Daarnaast betrof de beslaglegging een auto van ruim 11 jaar oud, waarbij niet zonder meer kon worden aangenomen dat de verkoop ervan gezien het type auto en de genoemde ouderdom zou leiden tot een relatief of voldoende hoge opbrengst. In dit verband is ook van belang dat uit de stukken is af te leiden dat op of omstreeks de 24e van de maand een maandelijks bedrag uit het loonbeslag werd ingehouden. Vast staat dat de laatste inhouding in december 2014 zou plaatsvinden.

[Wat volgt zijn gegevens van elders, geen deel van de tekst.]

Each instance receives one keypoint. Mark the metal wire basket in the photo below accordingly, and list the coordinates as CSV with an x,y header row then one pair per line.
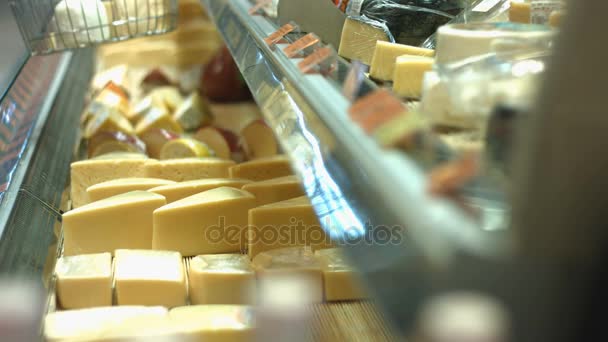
x,y
53,25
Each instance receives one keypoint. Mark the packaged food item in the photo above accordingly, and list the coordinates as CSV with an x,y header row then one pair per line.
x,y
122,221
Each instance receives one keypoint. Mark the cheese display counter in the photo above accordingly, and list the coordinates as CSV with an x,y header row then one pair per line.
x,y
248,172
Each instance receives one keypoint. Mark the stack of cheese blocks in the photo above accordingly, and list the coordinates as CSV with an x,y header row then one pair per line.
x,y
195,41
169,244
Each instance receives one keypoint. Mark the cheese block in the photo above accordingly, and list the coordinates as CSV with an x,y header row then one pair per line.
x,y
184,148
385,58
520,12
85,324
107,119
339,278
294,264
144,277
103,168
213,221
120,186
122,221
157,118
359,40
284,224
221,279
409,75
275,189
193,112
262,169
84,281
178,191
187,169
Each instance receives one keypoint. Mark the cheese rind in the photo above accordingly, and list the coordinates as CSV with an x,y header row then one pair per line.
x,y
262,169
221,279
181,190
210,222
339,278
285,224
409,75
123,221
385,58
359,40
186,169
85,173
275,189
122,185
84,281
144,277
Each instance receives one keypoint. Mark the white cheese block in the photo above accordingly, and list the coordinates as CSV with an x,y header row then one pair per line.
x,y
385,58
291,264
144,277
263,168
86,324
122,185
186,169
409,75
181,190
359,40
221,279
275,189
339,278
123,221
213,221
84,281
85,173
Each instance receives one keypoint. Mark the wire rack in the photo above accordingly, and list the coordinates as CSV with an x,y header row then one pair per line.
x,y
49,26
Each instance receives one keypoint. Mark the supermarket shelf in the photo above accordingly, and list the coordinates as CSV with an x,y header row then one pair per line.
x,y
357,188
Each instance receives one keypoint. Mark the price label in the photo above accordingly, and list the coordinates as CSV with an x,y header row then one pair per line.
x,y
375,109
277,35
301,44
315,58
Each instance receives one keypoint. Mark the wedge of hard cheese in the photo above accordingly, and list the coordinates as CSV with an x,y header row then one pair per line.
x,y
213,221
221,279
145,277
120,186
123,221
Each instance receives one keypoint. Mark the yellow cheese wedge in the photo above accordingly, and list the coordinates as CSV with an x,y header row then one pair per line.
x,y
221,279
87,324
519,12
184,148
409,75
262,169
85,173
385,58
84,281
107,120
157,117
144,277
178,191
213,221
275,189
123,221
120,186
187,169
285,224
359,40
294,264
215,323
339,278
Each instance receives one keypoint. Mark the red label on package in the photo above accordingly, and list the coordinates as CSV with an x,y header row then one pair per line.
x,y
301,44
314,59
375,109
277,35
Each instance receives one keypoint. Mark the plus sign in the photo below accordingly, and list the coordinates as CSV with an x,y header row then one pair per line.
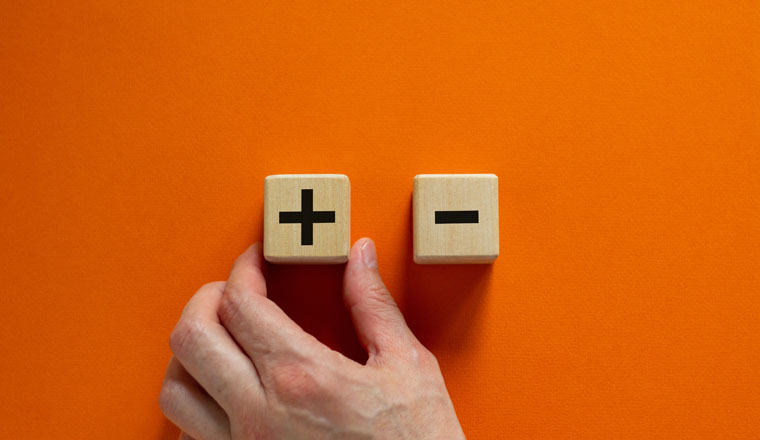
x,y
307,216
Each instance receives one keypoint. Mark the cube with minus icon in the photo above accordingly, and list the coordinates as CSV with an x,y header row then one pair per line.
x,y
456,218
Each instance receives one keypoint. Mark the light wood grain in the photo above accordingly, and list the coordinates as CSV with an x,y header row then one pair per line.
x,y
463,243
282,242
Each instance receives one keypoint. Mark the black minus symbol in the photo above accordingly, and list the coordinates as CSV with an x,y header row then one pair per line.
x,y
446,217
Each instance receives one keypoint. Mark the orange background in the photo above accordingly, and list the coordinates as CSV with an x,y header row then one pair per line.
x,y
136,137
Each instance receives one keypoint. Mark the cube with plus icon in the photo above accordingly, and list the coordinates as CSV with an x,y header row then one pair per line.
x,y
307,218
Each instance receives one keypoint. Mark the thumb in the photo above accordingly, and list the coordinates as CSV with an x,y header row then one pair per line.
x,y
377,319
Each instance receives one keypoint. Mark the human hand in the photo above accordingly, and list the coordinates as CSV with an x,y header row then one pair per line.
x,y
242,369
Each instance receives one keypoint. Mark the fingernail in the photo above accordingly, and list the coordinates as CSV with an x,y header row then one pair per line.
x,y
369,254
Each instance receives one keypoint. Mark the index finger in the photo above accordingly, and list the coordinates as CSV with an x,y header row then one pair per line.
x,y
258,325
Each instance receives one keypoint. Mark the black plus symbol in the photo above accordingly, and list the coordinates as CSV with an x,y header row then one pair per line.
x,y
307,216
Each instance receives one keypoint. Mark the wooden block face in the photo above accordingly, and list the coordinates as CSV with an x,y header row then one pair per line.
x,y
307,218
456,218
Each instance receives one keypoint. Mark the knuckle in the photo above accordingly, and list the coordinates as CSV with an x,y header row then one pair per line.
x,y
293,382
379,294
169,397
185,336
231,305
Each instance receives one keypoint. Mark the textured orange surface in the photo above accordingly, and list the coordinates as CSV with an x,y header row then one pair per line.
x,y
135,137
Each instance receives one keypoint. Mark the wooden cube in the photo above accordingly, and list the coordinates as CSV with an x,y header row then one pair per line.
x,y
456,218
307,218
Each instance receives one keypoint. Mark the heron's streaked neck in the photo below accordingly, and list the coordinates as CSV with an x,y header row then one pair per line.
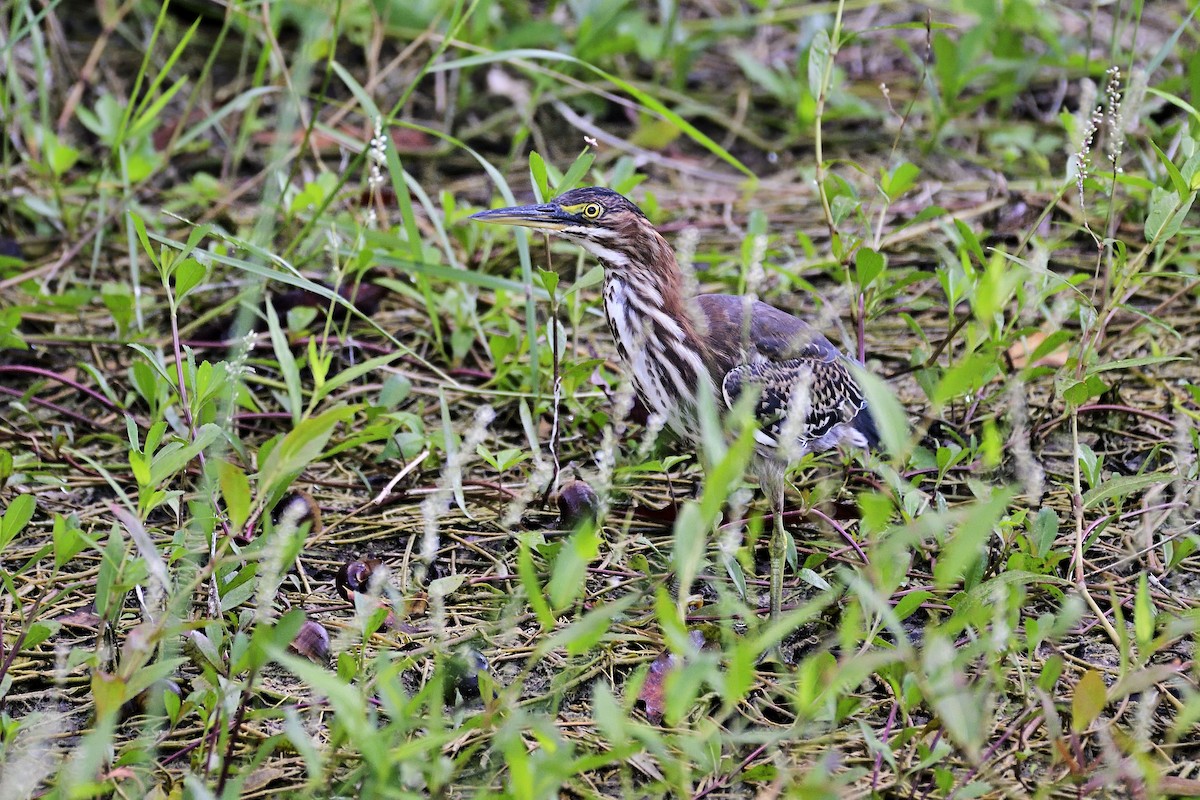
x,y
647,264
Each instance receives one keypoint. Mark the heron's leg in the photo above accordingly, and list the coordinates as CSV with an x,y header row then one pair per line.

Dit betekent dat op de datum van de aangezegde openbare verkoop van de auto, 30 oktober 2014, nog twee inhoudingen resteerden.
Ten slotte is onvoldoende aannemelijk geworden dat [stichting] een (nog) vlottere afwikkeling van de zaak wenste. Deze stelling van de gerechtsdeurwaarder is niet nader onderbouwd en op de zitting in hoger beroep kon op dit punt door de gerechtsdeurwaarder geen duidelijkheid worden verschaft.
6.5.
Onder de gegeven omstandigheden is het hof van oordeel dat het leggen van executoriaal beslag op de auto op 4 juli 2014 door de gerechtsdeurwaarder naast het reeds in mei 2014 gelegde loonbeslag niet proportioneel was. Hierdoor heeft de gerechtsdeurwaarder, ten nadele van klaagster, onnodige kosten gemaakt. Dit betekent dat de beslagkosten ten onrechte bij klaagster in rekening zijn gebracht. Van dit handelen kan de gerechtsdeurwaarder een tuchtrechtelijk verwijt worden gemaakt. De kamer heeft de klacht terecht gegrond verklaard.
6.6.
Ook het hof ziet aanleiding om aan de gerechtsdeurwaarder de maatregel van berisping op te leggen. Door zijn handelwijze heeft de gerechtsdeurwaarder de belangen van klaagster veronachtzaamd. Gezien het feit dat de gerechtsdeurwaarder achteraf de onjuistheid van zijn handelen inziet en de beslagkosten aan klaagster heeft terugbetaald, kan met deze maatregel worden volstaan.
6.7.
Hetgeen partijen verder nog naar voren hebben gebracht, kan buiten beschouwing blijven omdat het niet van belang is voor de beslissing in deze zaak.
6.8.
Het hiervoor overwogene leidt tot de volgende beslissing.

7.Beslissing

Het hof:
- verklaart klaagster niet-ontvankelijk in haar verzoek als geformuleerd in 6.1.;
- bevestigt de bestreden beslissing.
Deze beslissing is gegeven door mrs. J.C.W. Rang, L.J. Saarloos en A.W. Jongbloed en in het openbaar uitgesproken op 21 juni 2016 door de rolraadsheer.